# simple groups all sylow subgroup is nonabelian

Thanks for any help or comments

How can I find the list of all non abelian simple groups (particularly simple lie type) such that all $p$-Sylow subgroups are non abelian for odd prime $p$?

• Keep in mind that if a prime $p$ divides the group order just once, a Sylow $p$-subgroup is cyclic. Nov 11, 2016 at 16:35
• Have a look at mathoverflow.net/questions/109611/… Nov 11, 2016 at 17:44
• @YCor There should be more interesting things to do on a Friday evening than searching for simple groups with no Sylow subgroups of prime order, but you will hopefully be pleased to learn that the group ${\rm PSU}(3,19)$ has order $16938986400 = 2^53^25^27^319^3$ and ${\rm PSp}(4,7)$ has order $138297600=2^83^25^27^4$. I suppose you might ask whether there are only finitely many such examples. I guess yes. Nov 11, 2016 at 22:13
• @DerekHolt thanks! at least I've seen less worthwhile queries on this site. At this very time, Sloane's EIS doesn't recognize the sequence 138297600,16938986400.
– YCor
Nov 12, 2016 at 0:18
• Another pair: $|{\rm PSp}(4,41)| = 6707334818822400 = 2^83^25^27^229^241^4$, and $|{\rm PSp}(4,239)| = 304047481612332847334400=2^{10}3^25^27^213^417^2239^4$. Nov 12, 2016 at 9:45

Perhaps I will write an answer ( which I will mark as Community Wiki) to highlight some of the issues. From the Classification of Finite Simple Groups it is known that every finite simple group $G$ has at least one cyclic Sylow $p$-subgroup ( for an odd prime $p$ which really does divide $|G|$), which is a stronger assertion than required to answer the question. The Alternating Groups are easy to check as noted in comments, and the Sporadic Groups can be checked by easy inspection ( in the Atlas, for example).

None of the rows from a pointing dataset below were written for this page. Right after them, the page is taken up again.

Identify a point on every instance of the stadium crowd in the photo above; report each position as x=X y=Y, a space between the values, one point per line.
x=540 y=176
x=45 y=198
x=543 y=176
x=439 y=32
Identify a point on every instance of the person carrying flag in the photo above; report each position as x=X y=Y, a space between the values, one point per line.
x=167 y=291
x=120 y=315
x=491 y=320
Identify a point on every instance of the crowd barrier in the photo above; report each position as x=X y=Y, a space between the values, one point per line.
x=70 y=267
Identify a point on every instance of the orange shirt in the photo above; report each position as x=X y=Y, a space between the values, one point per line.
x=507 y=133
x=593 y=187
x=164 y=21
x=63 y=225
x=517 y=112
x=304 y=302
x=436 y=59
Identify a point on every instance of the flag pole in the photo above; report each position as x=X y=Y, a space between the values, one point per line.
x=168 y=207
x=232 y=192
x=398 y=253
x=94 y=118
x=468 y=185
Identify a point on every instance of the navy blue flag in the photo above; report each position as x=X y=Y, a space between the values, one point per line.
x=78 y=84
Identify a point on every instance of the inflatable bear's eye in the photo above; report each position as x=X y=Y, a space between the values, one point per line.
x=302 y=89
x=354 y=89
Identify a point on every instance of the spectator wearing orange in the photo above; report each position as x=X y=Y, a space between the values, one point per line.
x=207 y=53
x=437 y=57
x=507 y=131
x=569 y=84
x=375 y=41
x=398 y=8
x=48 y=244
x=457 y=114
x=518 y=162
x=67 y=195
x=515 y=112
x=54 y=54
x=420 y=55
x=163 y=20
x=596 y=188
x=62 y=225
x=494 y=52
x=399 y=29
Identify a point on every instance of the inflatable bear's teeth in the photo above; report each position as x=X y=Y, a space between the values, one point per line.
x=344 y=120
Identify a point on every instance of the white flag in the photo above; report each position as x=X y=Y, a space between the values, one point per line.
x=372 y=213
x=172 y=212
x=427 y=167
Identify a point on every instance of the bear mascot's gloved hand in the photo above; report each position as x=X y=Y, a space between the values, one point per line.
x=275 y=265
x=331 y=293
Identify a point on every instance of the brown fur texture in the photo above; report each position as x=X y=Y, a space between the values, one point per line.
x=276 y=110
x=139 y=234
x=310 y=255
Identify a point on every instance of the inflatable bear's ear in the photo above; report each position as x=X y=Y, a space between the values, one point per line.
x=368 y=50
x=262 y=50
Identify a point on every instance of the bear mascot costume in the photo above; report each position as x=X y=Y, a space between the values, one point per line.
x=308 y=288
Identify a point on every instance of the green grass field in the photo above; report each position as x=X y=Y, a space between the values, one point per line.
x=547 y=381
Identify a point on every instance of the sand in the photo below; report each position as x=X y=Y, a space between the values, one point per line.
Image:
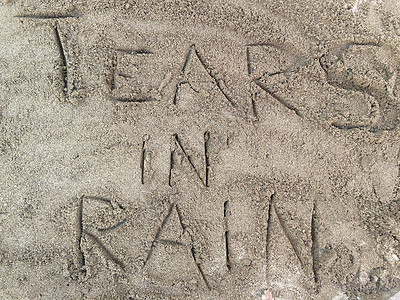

Others are better qualified than I am to give a case by case check of the groups of Lie Type, but an analysis of the groups ${\rm PSL}(n,q)$ illustrates both why a positive answer might be expected and why it is not clear that a cyclic Sylow $p$-subgroup would necessarily be expected to have prime order ( and Derek Holt's examples of various Symplectic Groups indeed show that this need not be the case).

If we consider $H = {\rm GL}(n,q)$, then $H$ contains a Singer cycle of order $q^{n}-1,$ which gives, in particular, a cyclic subgroup of that order. By Zsigmondy's Theorem, except when $n =2$ or $n =6$ and $q = 2$, there is a prime $r$ which divides $q^{n}-1$ but does not divide $q^{i}-1$ for $1 \leq r < n.$ From this it follows ( apart from the exceptional cases) that $H$ has a cyclic Sylow $r$-subgroup and that ${\rm PSL}(n,q)$ has a non-trivial cyclic Sylow $r$-subgroup.

If $n =2$, then any simple ${\rm PSL}(2,q)$ has cyclic Sylow $r$-subgroups for any odd prime $r$ which divides $q^{2}-1,$ and there is at least one such prime $r$ as $q >3$ when ${\rm PSL}(2,q)$ is simple.

If $n = 6$ and $q = 2,$ then ${\rm GL}(6,2)$ has a cyclic non-trivial Sylow $31$-subgroup ( this is not as ad hoc as it might appear- in general when $n >2$ it can be checked that ${\rm GL}(n,q)$ always has a cyclic Sylow $r$-subgroup for some "Zsigmondy prime divisor" $r$ of one of $q^{n}-1$ or $q^{n-1}-1).$

Notice however, that ( at least without some deeper number theoretic analysis) this "Zsigmondy method" of producing cyclic Sylow $r$-subgroups does not a priori guarantee that $r$ will divide the group order to the first power. For example, ${\rm GL}(5,3)$ has a cyclic Sylow $11$-subgroup of order $11^{2}.$ Looking at ${\rm GL}(4,3)$ shows that ${\rm GL}(5,3)$ does have a cyclic Sylow $5$-subgroup, but in general, I see no obvious reason why all Zsigmondy prime divisors of both $q^{n}-1$ and $q^{n-1}-1$ should not occur to at least the second power.

Later edit: continuing this methodology, or by a direct argument, it is easy to see that for each prime $r$ which divides $|{\rm GL}(n,q)|,$ but not $|{\rm GL}(\lfloor \frac{n}{2} \rfloor, q) |,$ the Sylow $r$-subgroup of ${\rm GL}(n,q)$ is cyclic, and for large $n$, it would seem very improbable that each such Sylow subgroup had order greater than $r$.